Day by day, life finds me less critical, more playful.
I have no excuses.
No one to blame.
Curiosity prevails.
There is no failure
I seek to engage rather than impress.
Hurting. Where I used to soar – a milestone of acceptance has passed with a determination to carry on.
I like the work to be open, exploratory, with no desire to resolve.
Bio
Michael Fernandes’ practice combines linguistic and performance events catalyzed by humour. Currently living near Halifax, Nova Scotia, Fernandes was born in Trinidad and moved to Montreal when he was 17 years old. Initially a painter, he turned to installation and multimedia to create situations that actively solicit participation from the viewer, while accommodating the viewer’s subjective response.

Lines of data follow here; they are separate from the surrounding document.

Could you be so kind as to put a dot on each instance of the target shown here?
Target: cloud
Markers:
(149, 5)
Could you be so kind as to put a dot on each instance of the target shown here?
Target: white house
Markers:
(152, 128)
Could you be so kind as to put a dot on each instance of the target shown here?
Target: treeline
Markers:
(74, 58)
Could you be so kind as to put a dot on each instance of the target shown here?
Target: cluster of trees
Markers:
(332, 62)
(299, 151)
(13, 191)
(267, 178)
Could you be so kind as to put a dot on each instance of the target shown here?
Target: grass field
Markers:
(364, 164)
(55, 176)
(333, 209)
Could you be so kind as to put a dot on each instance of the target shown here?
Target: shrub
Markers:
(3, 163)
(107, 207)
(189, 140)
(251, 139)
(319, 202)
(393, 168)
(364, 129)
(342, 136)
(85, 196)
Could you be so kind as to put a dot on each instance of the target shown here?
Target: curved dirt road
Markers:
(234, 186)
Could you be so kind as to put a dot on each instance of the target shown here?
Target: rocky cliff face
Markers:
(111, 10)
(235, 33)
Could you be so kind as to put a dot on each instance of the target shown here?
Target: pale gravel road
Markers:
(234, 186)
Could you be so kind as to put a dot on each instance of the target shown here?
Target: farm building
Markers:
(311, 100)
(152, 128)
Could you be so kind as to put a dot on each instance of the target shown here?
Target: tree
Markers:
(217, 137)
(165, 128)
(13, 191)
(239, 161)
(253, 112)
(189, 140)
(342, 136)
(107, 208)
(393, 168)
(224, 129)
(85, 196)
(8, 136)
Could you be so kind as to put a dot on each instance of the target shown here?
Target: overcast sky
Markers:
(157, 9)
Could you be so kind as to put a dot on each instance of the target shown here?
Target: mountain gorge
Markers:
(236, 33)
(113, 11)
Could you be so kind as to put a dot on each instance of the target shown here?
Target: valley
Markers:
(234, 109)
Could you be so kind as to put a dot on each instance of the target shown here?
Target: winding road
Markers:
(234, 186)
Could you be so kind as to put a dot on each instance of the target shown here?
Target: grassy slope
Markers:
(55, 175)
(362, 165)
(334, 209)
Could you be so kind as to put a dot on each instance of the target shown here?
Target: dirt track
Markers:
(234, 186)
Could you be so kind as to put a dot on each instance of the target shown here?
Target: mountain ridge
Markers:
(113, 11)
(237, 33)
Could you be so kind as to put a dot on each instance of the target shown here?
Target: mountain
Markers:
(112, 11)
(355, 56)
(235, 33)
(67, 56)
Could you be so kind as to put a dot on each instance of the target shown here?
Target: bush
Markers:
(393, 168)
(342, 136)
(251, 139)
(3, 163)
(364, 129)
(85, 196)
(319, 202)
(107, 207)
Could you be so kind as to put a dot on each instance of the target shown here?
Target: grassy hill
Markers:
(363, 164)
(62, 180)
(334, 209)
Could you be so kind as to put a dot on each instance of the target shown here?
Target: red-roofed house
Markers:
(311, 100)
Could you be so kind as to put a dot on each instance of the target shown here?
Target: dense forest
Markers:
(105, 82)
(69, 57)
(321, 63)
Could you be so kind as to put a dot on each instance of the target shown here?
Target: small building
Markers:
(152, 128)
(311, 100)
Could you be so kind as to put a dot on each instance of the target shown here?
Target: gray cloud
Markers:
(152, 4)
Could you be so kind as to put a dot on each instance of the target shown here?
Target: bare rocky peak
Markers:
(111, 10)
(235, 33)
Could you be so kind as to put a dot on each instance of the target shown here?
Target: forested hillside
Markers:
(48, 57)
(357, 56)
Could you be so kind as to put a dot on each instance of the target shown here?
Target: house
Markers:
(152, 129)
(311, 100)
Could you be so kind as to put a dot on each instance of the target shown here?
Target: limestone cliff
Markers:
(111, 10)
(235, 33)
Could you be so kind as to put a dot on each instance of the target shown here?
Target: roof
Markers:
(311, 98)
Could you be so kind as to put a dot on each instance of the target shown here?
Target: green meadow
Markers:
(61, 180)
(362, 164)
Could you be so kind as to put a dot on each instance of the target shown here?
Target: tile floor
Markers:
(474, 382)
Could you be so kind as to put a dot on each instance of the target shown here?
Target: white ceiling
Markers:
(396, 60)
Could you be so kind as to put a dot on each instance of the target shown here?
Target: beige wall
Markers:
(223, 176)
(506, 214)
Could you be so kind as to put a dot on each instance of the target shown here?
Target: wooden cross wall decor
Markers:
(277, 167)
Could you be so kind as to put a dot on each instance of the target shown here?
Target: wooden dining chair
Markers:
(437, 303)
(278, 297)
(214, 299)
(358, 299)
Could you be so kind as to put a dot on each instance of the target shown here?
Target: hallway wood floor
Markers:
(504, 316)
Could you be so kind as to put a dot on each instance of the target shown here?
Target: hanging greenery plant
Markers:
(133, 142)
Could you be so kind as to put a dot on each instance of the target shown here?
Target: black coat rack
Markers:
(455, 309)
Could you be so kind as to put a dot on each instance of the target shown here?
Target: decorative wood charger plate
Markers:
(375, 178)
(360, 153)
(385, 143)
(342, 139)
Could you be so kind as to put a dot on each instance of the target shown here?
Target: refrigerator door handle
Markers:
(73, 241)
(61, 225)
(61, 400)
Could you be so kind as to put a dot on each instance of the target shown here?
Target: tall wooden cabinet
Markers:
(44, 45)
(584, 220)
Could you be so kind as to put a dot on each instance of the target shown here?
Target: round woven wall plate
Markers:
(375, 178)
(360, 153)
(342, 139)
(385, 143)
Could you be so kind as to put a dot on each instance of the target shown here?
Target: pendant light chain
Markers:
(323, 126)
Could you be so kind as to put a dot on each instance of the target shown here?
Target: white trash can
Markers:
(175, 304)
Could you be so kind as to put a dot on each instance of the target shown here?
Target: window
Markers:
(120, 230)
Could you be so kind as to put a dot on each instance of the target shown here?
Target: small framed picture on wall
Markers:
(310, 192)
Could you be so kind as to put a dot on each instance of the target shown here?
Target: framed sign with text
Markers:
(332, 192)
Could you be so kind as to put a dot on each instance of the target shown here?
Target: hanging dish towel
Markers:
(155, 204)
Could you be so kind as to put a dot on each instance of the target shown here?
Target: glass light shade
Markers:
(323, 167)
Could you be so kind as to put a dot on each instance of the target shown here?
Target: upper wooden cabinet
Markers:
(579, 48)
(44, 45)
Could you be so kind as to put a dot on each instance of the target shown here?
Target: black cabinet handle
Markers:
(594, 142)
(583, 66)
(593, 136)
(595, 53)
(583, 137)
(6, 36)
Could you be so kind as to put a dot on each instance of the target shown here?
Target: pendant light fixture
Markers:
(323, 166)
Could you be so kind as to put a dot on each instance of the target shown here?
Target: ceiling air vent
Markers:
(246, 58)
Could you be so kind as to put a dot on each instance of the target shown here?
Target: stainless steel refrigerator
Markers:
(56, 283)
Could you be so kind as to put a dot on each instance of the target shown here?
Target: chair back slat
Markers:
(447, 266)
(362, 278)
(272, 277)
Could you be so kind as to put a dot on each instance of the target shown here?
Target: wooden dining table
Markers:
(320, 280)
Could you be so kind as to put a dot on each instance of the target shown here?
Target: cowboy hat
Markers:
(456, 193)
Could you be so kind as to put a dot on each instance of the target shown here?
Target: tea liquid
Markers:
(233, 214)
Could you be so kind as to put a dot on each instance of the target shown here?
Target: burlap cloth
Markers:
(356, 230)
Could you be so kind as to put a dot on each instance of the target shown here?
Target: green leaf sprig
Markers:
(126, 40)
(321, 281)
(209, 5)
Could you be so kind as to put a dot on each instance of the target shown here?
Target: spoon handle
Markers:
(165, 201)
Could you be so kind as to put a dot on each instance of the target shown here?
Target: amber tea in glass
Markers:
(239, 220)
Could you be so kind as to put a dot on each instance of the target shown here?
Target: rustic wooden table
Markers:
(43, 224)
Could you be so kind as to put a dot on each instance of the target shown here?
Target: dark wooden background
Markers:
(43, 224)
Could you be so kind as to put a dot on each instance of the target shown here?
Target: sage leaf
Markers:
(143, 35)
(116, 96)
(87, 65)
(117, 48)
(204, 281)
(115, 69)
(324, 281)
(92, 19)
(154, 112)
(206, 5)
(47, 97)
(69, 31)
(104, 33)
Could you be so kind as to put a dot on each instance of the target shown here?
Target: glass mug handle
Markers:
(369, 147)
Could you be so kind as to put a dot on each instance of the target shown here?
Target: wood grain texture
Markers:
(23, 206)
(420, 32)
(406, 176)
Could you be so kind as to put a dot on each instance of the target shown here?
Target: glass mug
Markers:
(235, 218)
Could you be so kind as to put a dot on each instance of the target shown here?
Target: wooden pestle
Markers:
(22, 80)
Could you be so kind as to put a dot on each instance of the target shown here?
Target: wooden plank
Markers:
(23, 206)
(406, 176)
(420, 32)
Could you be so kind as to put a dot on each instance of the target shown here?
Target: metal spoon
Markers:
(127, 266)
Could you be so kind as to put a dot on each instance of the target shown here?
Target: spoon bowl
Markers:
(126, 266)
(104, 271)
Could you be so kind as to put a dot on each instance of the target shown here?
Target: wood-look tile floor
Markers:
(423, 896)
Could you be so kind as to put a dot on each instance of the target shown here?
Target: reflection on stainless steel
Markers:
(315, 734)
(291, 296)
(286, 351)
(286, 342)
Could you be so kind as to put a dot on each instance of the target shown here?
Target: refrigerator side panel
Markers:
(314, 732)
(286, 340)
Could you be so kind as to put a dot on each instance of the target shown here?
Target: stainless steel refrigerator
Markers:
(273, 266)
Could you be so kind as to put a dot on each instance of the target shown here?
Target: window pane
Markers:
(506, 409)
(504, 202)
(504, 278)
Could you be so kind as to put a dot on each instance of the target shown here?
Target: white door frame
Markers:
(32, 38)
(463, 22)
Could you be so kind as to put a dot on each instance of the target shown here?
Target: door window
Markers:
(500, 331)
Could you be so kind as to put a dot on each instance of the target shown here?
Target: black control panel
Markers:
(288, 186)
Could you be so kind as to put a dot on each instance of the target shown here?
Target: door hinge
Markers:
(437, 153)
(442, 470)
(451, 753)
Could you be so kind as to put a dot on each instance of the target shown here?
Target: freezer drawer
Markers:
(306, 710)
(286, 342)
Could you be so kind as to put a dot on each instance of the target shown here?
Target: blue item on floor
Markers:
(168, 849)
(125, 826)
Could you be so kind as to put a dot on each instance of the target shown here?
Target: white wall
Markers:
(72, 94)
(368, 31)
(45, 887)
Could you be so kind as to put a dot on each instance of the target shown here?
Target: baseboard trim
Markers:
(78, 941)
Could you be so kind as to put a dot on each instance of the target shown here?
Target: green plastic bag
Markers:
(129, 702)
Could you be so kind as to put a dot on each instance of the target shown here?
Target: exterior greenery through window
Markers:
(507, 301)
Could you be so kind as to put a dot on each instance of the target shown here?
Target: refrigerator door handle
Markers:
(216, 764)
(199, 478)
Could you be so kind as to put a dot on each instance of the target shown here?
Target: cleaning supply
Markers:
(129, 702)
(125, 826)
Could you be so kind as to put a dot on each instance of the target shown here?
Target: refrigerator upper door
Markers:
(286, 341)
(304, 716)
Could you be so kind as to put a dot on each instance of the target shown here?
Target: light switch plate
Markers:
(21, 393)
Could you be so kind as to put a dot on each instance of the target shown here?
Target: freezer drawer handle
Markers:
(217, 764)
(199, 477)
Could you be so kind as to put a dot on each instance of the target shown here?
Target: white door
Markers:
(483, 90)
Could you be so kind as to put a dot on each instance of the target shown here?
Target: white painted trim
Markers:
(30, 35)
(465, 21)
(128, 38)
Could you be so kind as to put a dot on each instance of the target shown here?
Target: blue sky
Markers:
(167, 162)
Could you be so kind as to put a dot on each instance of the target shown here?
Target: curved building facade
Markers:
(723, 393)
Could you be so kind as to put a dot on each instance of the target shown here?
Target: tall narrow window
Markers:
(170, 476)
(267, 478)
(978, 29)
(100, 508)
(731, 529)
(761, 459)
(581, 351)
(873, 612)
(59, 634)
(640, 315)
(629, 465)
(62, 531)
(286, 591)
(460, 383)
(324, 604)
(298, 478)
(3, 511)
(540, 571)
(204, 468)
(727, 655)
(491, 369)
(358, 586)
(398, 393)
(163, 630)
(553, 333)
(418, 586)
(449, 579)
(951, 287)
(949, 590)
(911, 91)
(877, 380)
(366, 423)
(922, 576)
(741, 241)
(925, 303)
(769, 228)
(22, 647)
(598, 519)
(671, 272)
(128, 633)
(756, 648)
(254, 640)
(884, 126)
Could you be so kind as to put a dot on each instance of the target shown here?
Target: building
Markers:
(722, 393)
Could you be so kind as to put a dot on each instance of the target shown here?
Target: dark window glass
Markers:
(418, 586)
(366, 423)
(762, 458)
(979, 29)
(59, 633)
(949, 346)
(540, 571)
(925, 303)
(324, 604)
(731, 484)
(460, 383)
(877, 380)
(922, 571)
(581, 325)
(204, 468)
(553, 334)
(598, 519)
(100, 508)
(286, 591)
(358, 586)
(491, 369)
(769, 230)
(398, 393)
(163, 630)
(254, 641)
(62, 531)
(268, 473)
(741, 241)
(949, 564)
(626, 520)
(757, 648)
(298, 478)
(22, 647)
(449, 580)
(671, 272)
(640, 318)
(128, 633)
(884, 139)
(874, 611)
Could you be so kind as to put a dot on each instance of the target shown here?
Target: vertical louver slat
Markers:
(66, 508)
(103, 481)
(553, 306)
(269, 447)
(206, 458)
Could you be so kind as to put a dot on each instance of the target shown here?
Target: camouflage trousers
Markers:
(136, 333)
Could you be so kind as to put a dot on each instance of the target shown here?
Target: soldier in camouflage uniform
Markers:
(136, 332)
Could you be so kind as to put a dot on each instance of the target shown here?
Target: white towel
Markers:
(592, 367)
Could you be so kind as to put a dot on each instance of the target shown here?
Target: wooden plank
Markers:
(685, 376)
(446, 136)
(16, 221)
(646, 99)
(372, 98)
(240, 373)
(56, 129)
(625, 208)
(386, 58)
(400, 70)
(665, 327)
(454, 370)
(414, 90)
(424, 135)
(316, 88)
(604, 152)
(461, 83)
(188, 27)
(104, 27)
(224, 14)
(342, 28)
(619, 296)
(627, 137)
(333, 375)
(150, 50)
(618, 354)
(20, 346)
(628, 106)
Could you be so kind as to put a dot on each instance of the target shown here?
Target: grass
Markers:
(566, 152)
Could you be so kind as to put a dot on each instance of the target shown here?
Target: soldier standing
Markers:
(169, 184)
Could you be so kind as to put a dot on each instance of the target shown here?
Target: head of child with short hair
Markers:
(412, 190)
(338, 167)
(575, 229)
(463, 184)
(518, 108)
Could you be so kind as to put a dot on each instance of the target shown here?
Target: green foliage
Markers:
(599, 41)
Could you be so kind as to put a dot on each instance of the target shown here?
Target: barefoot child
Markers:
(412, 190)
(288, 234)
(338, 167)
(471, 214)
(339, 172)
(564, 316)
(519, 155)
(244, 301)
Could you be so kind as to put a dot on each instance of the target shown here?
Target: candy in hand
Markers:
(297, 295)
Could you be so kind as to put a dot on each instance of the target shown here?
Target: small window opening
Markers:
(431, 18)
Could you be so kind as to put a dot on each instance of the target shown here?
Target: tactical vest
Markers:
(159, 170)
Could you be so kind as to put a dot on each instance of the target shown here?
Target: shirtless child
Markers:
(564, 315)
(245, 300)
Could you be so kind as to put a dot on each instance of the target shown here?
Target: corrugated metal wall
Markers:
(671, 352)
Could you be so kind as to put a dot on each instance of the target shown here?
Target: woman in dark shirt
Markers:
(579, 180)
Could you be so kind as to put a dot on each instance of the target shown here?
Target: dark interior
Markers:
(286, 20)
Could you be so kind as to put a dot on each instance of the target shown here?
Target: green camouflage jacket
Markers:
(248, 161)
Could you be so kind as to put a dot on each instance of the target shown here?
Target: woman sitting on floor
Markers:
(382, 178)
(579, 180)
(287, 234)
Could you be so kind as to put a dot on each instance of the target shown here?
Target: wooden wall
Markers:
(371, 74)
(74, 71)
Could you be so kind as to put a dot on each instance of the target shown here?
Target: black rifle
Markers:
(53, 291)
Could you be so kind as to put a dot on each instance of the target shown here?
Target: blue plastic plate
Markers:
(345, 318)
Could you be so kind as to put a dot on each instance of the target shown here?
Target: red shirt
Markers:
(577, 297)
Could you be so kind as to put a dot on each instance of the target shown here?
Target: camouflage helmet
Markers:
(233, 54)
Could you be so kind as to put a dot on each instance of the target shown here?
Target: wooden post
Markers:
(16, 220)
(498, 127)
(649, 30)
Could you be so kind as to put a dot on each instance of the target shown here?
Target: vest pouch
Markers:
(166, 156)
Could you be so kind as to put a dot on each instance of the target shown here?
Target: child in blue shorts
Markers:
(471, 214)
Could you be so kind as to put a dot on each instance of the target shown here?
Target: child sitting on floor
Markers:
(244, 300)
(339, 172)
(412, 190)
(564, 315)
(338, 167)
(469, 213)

Fernandes is an instructor in Intermedia and Fine Art at the Nova Scotia College of Art and Design. He has exhibited and performed throughout Canada and internationally, notably at The National Gallery of Canada, Art Gallery of Nova Scotia, Museum of Modern Art P.S.1, New York; Calaf Art Públic, Barcelona; and The Context of Art Biennial, Warsaw. In 2006 he exhibited the interactive installations Room of Fears and Fixing Room at MSVU Art Gallery. His work was included in the nationally touring exhibition Traffic: Conceptual Art in Canada 1965-1980.